In Chicago, Billy Lawless, Galway-born restaurateur, campaigner for the rights of Irish migrants to the US and the first ever overseas-based member of Seanad Éireann, explains that the undocumented are extremely worried.
"They seek reassurance but we're operating in the dark. Every time you think this won't be as bad as we feared, something else happens which causes ripples of panic. The appointment of conservative Stephen Bannon as chief strategist by President-elect Trump sends a message that migrants feel very uncomfortable with - especially the undocumented."
And he tells me of a meeting of undocumented migrants from around the globe held in Chicago last week where 200 people walked out of the shadows seeking some form of positive news.
"Of the 200 in the room, at least 100 were in tears. I don't think, in all my time in the US, I'd experienced anything so grim in terms of the undocumented issue."
It all seems a world away from June of this year, when outgoing President Barrack Obama put an executive order before the Supreme Court which could have paved the way for thousands of undocumented Irish, who'd been in the US for at least five years and who had children born there, to come and go as they please and finally visit their native land.
"You know, we thought that executive order would make it through, but the Supreme Court judges were equally divided and so the order was defeated. It was devastating and the legal limbo continues," says Billy.
Trump's reaction to the ruling was that the courts "kept us safe".
Billy says despite the rhetoric and showboating of some, he's hopeful the undocumented Irish in the US will continue to live in relative security.

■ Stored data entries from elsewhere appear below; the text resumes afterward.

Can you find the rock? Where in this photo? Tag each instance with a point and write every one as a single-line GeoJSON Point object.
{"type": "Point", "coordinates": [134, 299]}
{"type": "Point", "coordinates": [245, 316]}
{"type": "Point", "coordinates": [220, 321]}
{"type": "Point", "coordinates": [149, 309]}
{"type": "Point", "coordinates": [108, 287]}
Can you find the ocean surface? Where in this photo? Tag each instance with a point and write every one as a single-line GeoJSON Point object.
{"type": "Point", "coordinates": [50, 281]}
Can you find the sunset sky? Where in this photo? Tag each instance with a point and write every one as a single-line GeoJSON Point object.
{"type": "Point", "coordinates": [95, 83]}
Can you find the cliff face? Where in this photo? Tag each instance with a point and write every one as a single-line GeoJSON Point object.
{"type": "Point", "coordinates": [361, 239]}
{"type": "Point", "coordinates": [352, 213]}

"Chicago is a complete migrant city. Without migrants it, and so many other cities, wouldn't function. Many of these are undocumented. And thankfully this is a Sanctuary City and it must continue to be so. I'm an optimist and hope sense will prevail but I must send a word of warning to any young Irish people thinking of coming to America and remaining to work beyond their VISA entitlements - do not do it, you'll end up regretting it."

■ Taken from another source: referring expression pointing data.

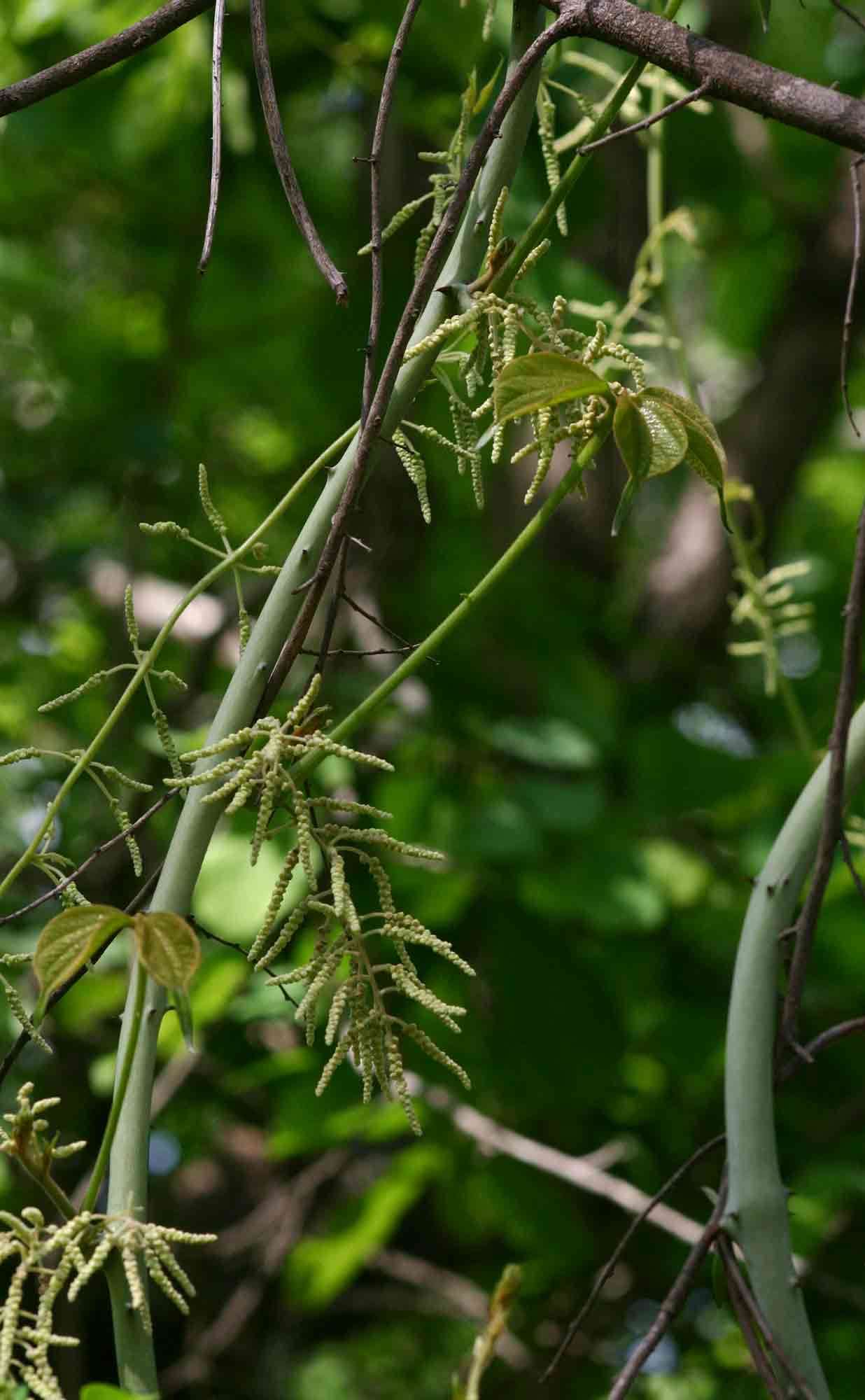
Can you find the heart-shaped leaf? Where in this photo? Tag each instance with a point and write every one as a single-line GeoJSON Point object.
{"type": "Point", "coordinates": [705, 453]}
{"type": "Point", "coordinates": [632, 439]}
{"type": "Point", "coordinates": [652, 439]}
{"type": "Point", "coordinates": [69, 940]}
{"type": "Point", "coordinates": [538, 382]}
{"type": "Point", "coordinates": [169, 948]}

Seamus from Tipperary regrets it when the Premier County hurlers take to the field for All-Ireland Final Sunday.
"That's when my heart really sinks. What I wouldn't give to be standing on the hill," he says in such a strong Tipp accent that you'd doubt he'd ever crossed the county bounds. There have been other times, too, over the last 21 years when the dad-of-one has felt so isolated.
"My grandfather, with whom I was very close and who'd visit me on Thanksgiving nearly every year, passed away a few years ago. It was tough not being able to say goodbye."

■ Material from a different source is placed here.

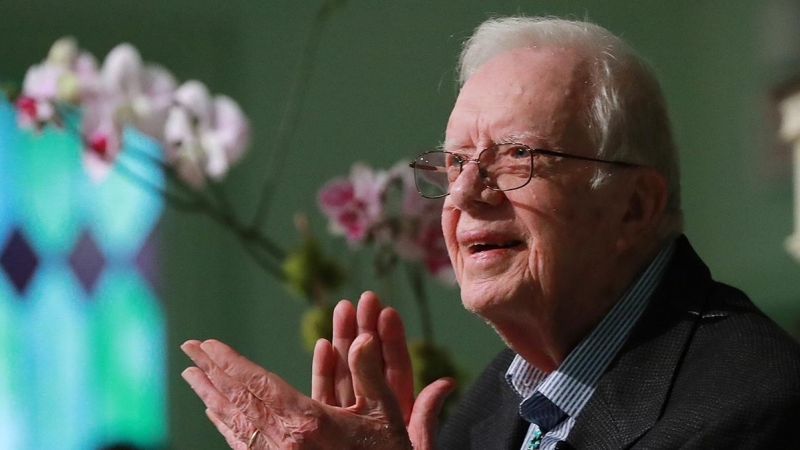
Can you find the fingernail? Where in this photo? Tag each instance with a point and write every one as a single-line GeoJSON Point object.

Still the family travel en masse to his new home in Illinois to celebrate the holidays each year but as Seamus explains: "It's hard to describe how difficult it is saying goodbye to them at the airport. It's heartbreaking but my little lad here now is six-years-old and so I feel I have to remain for as long as I can."
Seamus's wife is a legal US citizen but as he entered the US via Canada on three separate occasions over the years, the last time in 2000, legal status through marriage is not available to him - for now.
"In the next few months, my lawyer is going to lodge a request for me to remain and get a work permit. It's a risk but he's confident it will work. We're going to argue that I did nothing wrong entering through Canada but that immigration officials didn't ask me any questions or alert me to potential wrong-doing."
There's a risk that by putting his head above the parapet in the Trump-era an unsuccessful legal challenge could result in detainment but Seamus, who co-owns a construction company, says he's not too worried.
"Look, what's the worst that could happen? If we're deported, then we'll just have to make the best of it and start life again at home."
But for every one laid-back Seamus there are 10 worried Laurens. They all wait anxiously to see what happens next.